Zaten kesiklerle büyümüş birinin yarasını deşmek Faris Çakarhana yakışmazdı. Telefonuma mesaj gelince babamdan olduğunu anlamıştım. Çünkü onun dışında kimse bu saatler içerisinde beni rahatsız etmezdi.

Masajı açtım "okulun gizli bölümlerini gösteren harita çalınmış. Şimdi nedenini sorma ve Efsar Karahanı gördüğün yerde öldür. Sonra bana haber ver cesedi temizleteyim." bakışlarım ona kaymıştı "bunu nasıl yaparsın?"

Kendi kendime konuşuyordum. Bunu nasıl yapardım ben? Önce Karahanın ismini babama vermiş sonra da ondan şüphelendiğimi defalarca söylemiştim.

O zamanlar sinir bozucu ve gıcık bir tipti. Üstelik geveze olması da beni benden alıyordu. Fakat son bir buçuk aydır ona kanım çok ısınmıştı. Sanki onu birkaç ay değil de yıllardır tanıyor gibiydim.

Gözlerini kocaman açmış bana bakan kızı görünce yutkundum 'nasıl masum bir insanın canını alabilirim ki?' Karahan belki birçok şey olabilirdi ama asla Ahmetin ajanı olacak kadar kötü biri değildi.

Dengesiz tavırları ve düşünmeden konuşması çektiği acıdan kaynaklanıyordu. Bunu asla yapamazdım, yapmazdım! Sandalyeye astığım ceketimi aldım "serbestisiniz. Sesiniz çıkmasın!" diyerek sınıftan ayrıldım.

Onun masum olduğunu ve artık şüphelenmediğimi babama söylemek zorundaydım.
------------------------------------------

Efsar:

"bunu nasıl yaparsın?" diyince yerimde kaskatı kesilmiştim.
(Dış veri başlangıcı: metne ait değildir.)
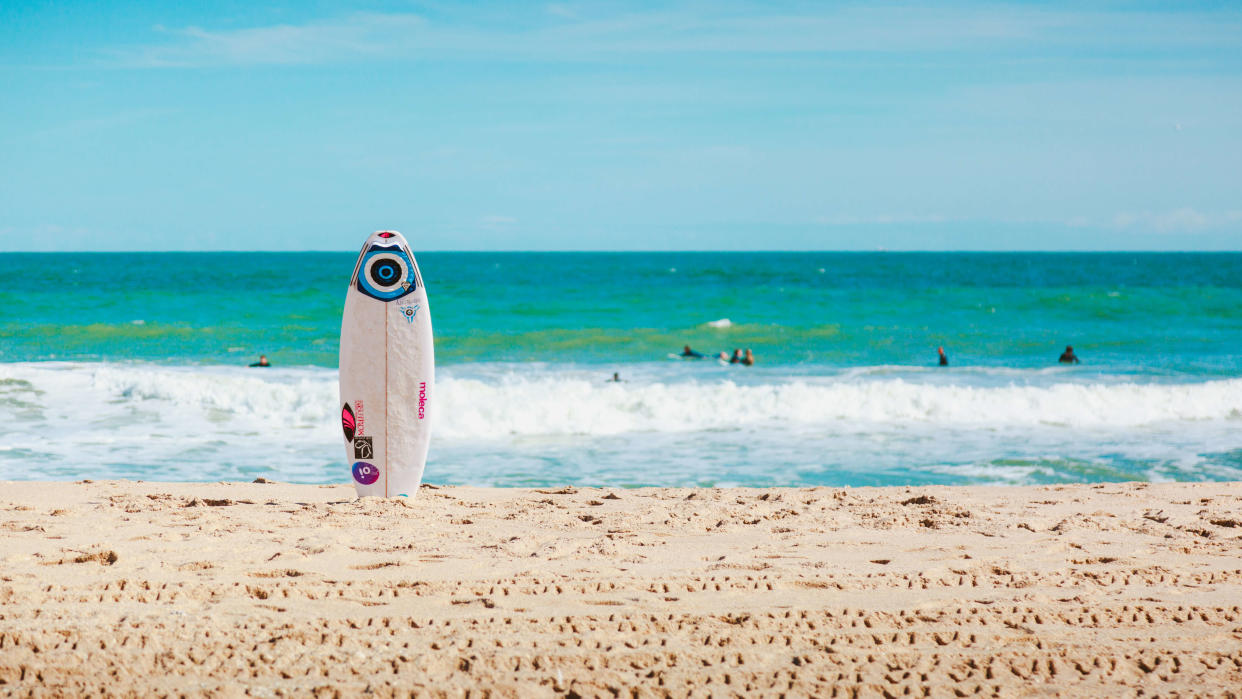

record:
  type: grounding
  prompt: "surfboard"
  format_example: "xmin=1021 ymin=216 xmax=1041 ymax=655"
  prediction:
xmin=340 ymin=231 xmax=436 ymax=498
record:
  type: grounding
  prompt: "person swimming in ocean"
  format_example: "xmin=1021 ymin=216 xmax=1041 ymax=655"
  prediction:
xmin=1057 ymin=345 xmax=1078 ymax=364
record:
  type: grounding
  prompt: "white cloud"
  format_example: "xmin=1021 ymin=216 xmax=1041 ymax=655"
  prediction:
xmin=99 ymin=4 xmax=1242 ymax=67
xmin=1112 ymin=207 xmax=1242 ymax=233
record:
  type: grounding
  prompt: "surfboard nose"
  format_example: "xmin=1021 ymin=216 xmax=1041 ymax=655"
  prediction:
xmin=366 ymin=231 xmax=409 ymax=246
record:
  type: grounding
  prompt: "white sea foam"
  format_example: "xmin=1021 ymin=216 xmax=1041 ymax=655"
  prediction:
xmin=0 ymin=363 xmax=1242 ymax=480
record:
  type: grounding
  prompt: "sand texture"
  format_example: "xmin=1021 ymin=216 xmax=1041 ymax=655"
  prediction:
xmin=0 ymin=482 xmax=1242 ymax=697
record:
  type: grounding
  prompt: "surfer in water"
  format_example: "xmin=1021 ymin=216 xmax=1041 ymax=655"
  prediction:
xmin=1057 ymin=345 xmax=1078 ymax=364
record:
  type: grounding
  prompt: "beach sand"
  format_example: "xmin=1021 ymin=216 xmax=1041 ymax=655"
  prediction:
xmin=0 ymin=482 xmax=1242 ymax=697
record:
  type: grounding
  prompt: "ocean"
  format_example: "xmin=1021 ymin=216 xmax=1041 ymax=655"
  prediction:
xmin=0 ymin=252 xmax=1242 ymax=487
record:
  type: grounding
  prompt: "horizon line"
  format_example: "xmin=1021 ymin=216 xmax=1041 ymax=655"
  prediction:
xmin=0 ymin=247 xmax=1242 ymax=255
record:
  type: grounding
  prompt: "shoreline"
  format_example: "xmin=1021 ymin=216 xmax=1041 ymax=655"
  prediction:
xmin=0 ymin=480 xmax=1242 ymax=697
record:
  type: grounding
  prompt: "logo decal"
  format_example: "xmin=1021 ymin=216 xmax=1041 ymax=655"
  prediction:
xmin=340 ymin=404 xmax=358 ymax=440
xmin=340 ymin=404 xmax=358 ymax=441
xmin=354 ymin=461 xmax=380 ymax=485
xmin=354 ymin=437 xmax=375 ymax=459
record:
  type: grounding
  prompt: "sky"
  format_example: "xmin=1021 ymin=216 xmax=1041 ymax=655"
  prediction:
xmin=0 ymin=0 xmax=1242 ymax=252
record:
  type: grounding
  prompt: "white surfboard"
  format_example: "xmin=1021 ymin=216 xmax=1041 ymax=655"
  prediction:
xmin=340 ymin=231 xmax=436 ymax=498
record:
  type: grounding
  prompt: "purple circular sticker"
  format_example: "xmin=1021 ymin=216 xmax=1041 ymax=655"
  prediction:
xmin=354 ymin=461 xmax=380 ymax=485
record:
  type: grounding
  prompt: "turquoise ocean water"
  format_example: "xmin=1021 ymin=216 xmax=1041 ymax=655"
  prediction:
xmin=0 ymin=252 xmax=1242 ymax=485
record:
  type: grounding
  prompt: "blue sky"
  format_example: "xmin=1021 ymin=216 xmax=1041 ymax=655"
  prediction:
xmin=0 ymin=1 xmax=1242 ymax=251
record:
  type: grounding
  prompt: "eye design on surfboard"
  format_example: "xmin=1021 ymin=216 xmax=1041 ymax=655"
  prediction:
xmin=340 ymin=404 xmax=358 ymax=442
xmin=356 ymin=245 xmax=419 ymax=300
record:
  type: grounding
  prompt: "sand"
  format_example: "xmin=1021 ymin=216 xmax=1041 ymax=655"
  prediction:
xmin=0 ymin=482 xmax=1242 ymax=697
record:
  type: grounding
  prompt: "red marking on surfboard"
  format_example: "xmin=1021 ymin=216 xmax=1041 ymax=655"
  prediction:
xmin=340 ymin=404 xmax=358 ymax=441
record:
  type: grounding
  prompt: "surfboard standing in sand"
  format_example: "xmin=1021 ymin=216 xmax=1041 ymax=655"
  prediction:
xmin=340 ymin=231 xmax=436 ymax=498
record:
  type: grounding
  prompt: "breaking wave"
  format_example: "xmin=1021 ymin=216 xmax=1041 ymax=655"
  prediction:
xmin=0 ymin=363 xmax=1242 ymax=440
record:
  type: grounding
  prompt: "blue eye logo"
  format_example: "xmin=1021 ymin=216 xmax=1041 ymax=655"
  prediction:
xmin=358 ymin=246 xmax=417 ymax=300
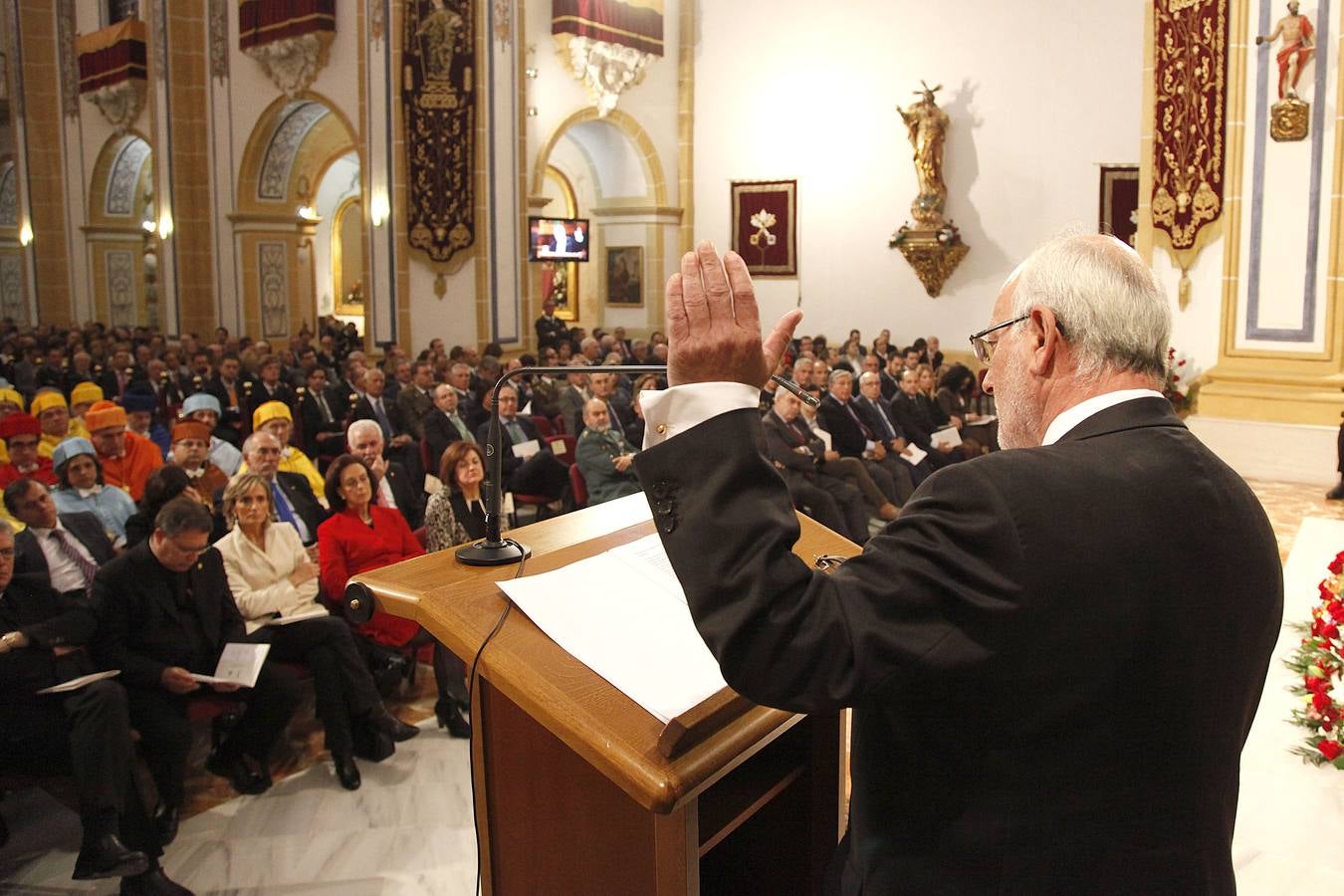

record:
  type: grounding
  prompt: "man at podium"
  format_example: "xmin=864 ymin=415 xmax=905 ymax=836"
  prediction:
xmin=636 ymin=235 xmax=1282 ymax=893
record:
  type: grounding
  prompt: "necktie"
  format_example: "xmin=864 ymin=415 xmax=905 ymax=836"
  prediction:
xmin=270 ymin=482 xmax=299 ymax=528
xmin=868 ymin=399 xmax=896 ymax=442
xmin=373 ymin=397 xmax=392 ymax=441
xmin=51 ymin=530 xmax=99 ymax=593
xmin=844 ymin=401 xmax=878 ymax=442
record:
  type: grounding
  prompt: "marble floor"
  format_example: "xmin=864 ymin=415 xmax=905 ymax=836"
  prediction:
xmin=0 ymin=481 xmax=1344 ymax=896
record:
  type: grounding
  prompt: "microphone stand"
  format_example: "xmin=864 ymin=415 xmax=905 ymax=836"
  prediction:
xmin=457 ymin=364 xmax=668 ymax=566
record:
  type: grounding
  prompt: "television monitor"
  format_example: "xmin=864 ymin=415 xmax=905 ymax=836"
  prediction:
xmin=527 ymin=218 xmax=592 ymax=262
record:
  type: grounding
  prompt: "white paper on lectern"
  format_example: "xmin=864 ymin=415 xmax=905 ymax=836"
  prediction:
xmin=499 ymin=535 xmax=726 ymax=724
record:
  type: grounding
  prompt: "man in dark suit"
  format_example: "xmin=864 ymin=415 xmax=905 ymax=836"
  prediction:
xmin=4 ymin=480 xmax=112 ymax=593
xmin=0 ymin=522 xmax=184 ymax=893
xmin=242 ymin=430 xmax=330 ymax=548
xmin=345 ymin=420 xmax=425 ymax=530
xmin=421 ymin=383 xmax=476 ymax=476
xmin=299 ymin=364 xmax=346 ymax=462
xmin=761 ymin=389 xmax=868 ymax=544
xmin=817 ymin=366 xmax=915 ymax=505
xmin=891 ymin=370 xmax=963 ymax=469
xmin=476 ymin=385 xmax=569 ymax=509
xmin=93 ymin=497 xmax=301 ymax=814
xmin=636 ymin=235 xmax=1282 ymax=893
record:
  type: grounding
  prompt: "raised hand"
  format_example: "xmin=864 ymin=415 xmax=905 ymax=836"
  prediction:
xmin=667 ymin=241 xmax=802 ymax=388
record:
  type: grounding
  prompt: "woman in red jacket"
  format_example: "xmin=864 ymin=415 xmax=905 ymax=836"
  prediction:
xmin=318 ymin=454 xmax=471 ymax=738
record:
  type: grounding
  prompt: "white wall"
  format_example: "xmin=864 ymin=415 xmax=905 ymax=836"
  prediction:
xmin=695 ymin=0 xmax=1144 ymax=347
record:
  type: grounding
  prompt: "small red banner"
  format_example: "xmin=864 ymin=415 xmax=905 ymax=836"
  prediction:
xmin=552 ymin=0 xmax=663 ymax=57
xmin=238 ymin=0 xmax=336 ymax=50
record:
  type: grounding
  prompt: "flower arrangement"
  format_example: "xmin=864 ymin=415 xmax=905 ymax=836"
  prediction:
xmin=1163 ymin=347 xmax=1199 ymax=416
xmin=1285 ymin=551 xmax=1344 ymax=770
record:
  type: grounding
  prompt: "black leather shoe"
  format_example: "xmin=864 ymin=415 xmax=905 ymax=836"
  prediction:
xmin=434 ymin=697 xmax=472 ymax=739
xmin=72 ymin=834 xmax=149 ymax=880
xmin=332 ymin=753 xmax=363 ymax=789
xmin=153 ymin=803 xmax=181 ymax=846
xmin=369 ymin=709 xmax=419 ymax=743
xmin=121 ymin=865 xmax=192 ymax=896
xmin=206 ymin=753 xmax=270 ymax=793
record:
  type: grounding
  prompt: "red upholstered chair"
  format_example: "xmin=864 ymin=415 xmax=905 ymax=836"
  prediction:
xmin=569 ymin=462 xmax=587 ymax=509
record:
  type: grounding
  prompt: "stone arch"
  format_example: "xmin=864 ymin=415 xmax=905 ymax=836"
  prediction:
xmin=530 ymin=107 xmax=668 ymax=205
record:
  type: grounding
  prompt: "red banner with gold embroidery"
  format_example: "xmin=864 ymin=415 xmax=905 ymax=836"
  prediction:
xmin=76 ymin=19 xmax=145 ymax=93
xmin=552 ymin=0 xmax=663 ymax=57
xmin=1152 ymin=0 xmax=1229 ymax=259
xmin=238 ymin=0 xmax=336 ymax=50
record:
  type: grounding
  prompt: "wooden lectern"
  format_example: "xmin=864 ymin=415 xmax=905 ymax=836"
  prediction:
xmin=356 ymin=495 xmax=859 ymax=895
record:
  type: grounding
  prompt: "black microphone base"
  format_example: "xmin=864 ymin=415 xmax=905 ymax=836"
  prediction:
xmin=457 ymin=540 xmax=533 ymax=566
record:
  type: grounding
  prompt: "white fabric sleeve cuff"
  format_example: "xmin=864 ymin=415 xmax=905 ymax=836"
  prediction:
xmin=640 ymin=383 xmax=761 ymax=449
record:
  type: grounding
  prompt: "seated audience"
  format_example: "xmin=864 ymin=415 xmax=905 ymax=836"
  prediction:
xmin=93 ymin=497 xmax=301 ymax=830
xmin=345 ymin=420 xmax=425 ymax=530
xmin=243 ymin=430 xmax=328 ymax=551
xmin=123 ymin=467 xmax=209 ymax=549
xmin=4 ymin=480 xmax=114 ymax=593
xmin=85 ymin=401 xmax=164 ymax=501
xmin=761 ymin=389 xmax=868 ymax=544
xmin=0 ymin=522 xmax=187 ymax=893
xmin=934 ymin=364 xmax=999 ymax=457
xmin=318 ymin=454 xmax=471 ymax=738
xmin=0 ymin=411 xmax=57 ymax=489
xmin=181 ymin=392 xmax=243 ymax=476
xmin=817 ymin=368 xmax=914 ymax=505
xmin=573 ymin=397 xmax=642 ymax=504
xmin=51 ymin=437 xmax=135 ymax=547
xmin=215 ymin=473 xmax=419 ymax=789
xmin=238 ymin=401 xmax=327 ymax=507
xmin=167 ymin=420 xmax=229 ymax=505
xmin=427 ymin=383 xmax=476 ymax=472
xmin=30 ymin=389 xmax=89 ymax=457
xmin=476 ymin=385 xmax=569 ymax=509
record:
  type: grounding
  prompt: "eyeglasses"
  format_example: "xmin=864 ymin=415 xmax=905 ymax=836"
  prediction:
xmin=971 ymin=315 xmax=1030 ymax=364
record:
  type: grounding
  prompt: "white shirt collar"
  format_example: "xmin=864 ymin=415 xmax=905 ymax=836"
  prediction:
xmin=1040 ymin=389 xmax=1163 ymax=446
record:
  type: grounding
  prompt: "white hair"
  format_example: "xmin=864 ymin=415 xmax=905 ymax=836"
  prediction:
xmin=1009 ymin=234 xmax=1172 ymax=380
xmin=345 ymin=420 xmax=383 ymax=445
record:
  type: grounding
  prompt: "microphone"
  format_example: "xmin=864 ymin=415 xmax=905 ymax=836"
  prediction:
xmin=457 ymin=364 xmax=668 ymax=566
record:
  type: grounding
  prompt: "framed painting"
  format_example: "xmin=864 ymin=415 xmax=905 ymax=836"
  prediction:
xmin=730 ymin=180 xmax=798 ymax=277
xmin=606 ymin=246 xmax=644 ymax=308
xmin=1097 ymin=165 xmax=1138 ymax=246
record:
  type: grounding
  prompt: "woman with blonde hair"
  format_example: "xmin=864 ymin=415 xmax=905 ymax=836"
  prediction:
xmin=215 ymin=473 xmax=419 ymax=789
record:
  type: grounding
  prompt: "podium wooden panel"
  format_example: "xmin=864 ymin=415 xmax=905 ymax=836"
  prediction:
xmin=356 ymin=495 xmax=859 ymax=895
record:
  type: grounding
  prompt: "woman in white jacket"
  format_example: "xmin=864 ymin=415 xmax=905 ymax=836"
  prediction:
xmin=215 ymin=473 xmax=419 ymax=789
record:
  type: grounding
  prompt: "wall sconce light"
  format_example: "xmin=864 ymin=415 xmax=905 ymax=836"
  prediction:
xmin=368 ymin=189 xmax=391 ymax=227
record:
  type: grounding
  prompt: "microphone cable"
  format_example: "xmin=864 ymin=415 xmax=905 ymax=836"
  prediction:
xmin=466 ymin=539 xmax=527 ymax=893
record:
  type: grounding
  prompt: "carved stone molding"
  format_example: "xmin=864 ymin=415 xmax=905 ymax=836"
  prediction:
xmin=561 ymin=36 xmax=657 ymax=116
xmin=208 ymin=0 xmax=229 ymax=81
xmin=57 ymin=3 xmax=80 ymax=118
xmin=85 ymin=80 xmax=145 ymax=135
xmin=243 ymin=34 xmax=331 ymax=99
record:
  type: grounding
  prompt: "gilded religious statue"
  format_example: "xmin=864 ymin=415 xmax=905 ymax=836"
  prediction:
xmin=887 ymin=81 xmax=971 ymax=297
xmin=1255 ymin=0 xmax=1316 ymax=141
xmin=896 ymin=81 xmax=949 ymax=227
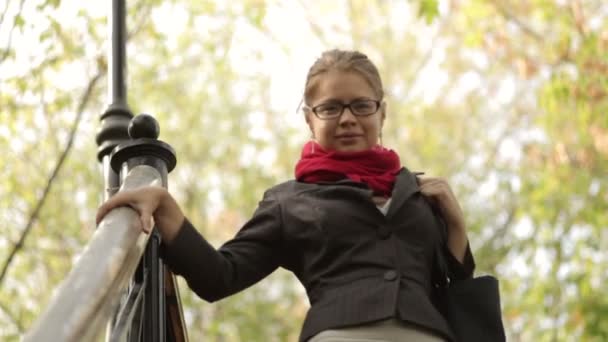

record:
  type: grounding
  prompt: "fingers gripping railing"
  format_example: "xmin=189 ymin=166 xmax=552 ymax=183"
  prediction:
xmin=25 ymin=165 xmax=162 ymax=341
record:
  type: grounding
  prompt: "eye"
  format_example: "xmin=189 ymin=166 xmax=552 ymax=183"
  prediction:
xmin=351 ymin=100 xmax=377 ymax=114
xmin=315 ymin=103 xmax=342 ymax=115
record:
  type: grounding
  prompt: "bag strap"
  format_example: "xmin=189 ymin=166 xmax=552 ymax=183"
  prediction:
xmin=414 ymin=174 xmax=451 ymax=287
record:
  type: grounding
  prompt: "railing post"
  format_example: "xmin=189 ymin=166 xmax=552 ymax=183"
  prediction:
xmin=110 ymin=114 xmax=176 ymax=342
xmin=95 ymin=0 xmax=133 ymax=200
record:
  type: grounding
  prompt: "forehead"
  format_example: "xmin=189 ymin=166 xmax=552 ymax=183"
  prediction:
xmin=310 ymin=70 xmax=376 ymax=103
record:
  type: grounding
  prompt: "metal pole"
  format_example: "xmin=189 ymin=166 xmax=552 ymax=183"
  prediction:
xmin=95 ymin=0 xmax=133 ymax=200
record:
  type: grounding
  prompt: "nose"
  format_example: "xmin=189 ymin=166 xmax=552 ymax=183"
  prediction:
xmin=339 ymin=107 xmax=357 ymax=125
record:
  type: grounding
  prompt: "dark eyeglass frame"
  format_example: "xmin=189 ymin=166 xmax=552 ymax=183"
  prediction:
xmin=303 ymin=99 xmax=382 ymax=120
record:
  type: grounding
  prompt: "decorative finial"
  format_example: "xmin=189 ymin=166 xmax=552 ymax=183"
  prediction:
xmin=128 ymin=114 xmax=160 ymax=139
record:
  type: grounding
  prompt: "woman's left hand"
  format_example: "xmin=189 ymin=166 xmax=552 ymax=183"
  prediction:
xmin=418 ymin=177 xmax=469 ymax=262
xmin=418 ymin=177 xmax=466 ymax=231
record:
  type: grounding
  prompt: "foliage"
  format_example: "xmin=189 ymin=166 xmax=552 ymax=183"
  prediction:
xmin=0 ymin=0 xmax=608 ymax=341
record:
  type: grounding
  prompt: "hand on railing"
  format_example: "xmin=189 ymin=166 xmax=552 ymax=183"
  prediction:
xmin=95 ymin=186 xmax=184 ymax=243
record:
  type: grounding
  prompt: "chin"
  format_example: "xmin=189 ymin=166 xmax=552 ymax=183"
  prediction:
xmin=336 ymin=144 xmax=369 ymax=152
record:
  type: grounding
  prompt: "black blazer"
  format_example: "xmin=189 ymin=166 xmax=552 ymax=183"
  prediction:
xmin=161 ymin=168 xmax=474 ymax=341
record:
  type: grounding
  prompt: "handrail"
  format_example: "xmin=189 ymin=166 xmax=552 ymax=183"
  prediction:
xmin=24 ymin=165 xmax=162 ymax=342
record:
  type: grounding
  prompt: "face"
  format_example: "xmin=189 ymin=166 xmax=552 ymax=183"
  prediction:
xmin=305 ymin=70 xmax=385 ymax=152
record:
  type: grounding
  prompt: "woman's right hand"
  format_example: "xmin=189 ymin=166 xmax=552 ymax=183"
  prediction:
xmin=95 ymin=186 xmax=184 ymax=243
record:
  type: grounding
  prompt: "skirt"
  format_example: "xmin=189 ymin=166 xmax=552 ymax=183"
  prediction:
xmin=308 ymin=318 xmax=446 ymax=342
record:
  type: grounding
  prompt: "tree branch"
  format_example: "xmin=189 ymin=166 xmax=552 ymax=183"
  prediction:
xmin=0 ymin=0 xmax=11 ymax=28
xmin=0 ymin=70 xmax=105 ymax=285
xmin=0 ymin=0 xmax=25 ymax=63
xmin=491 ymin=0 xmax=544 ymax=42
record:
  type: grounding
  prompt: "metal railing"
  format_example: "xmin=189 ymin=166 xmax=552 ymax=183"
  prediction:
xmin=25 ymin=165 xmax=161 ymax=341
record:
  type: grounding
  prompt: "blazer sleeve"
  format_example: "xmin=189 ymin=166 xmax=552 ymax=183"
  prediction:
xmin=161 ymin=194 xmax=282 ymax=302
xmin=443 ymin=242 xmax=475 ymax=281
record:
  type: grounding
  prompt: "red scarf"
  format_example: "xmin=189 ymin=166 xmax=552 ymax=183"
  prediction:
xmin=295 ymin=141 xmax=401 ymax=197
Ne öğrendiğini bilmiyordum ama deli gibi merak ediyordum.

Beni öldürdüğü ya da babasının önüne attığı sahneler zihnimde canlandıkça boğulacak gibi oluyordum. Gözlerim dehşetle açıldı "ya intikam için kolumu bacağımı kesip elime verirlerse? Sonra da dilenci yaparlar belki!" saçmalama o kadar da cani değildirler herhalde Efsar.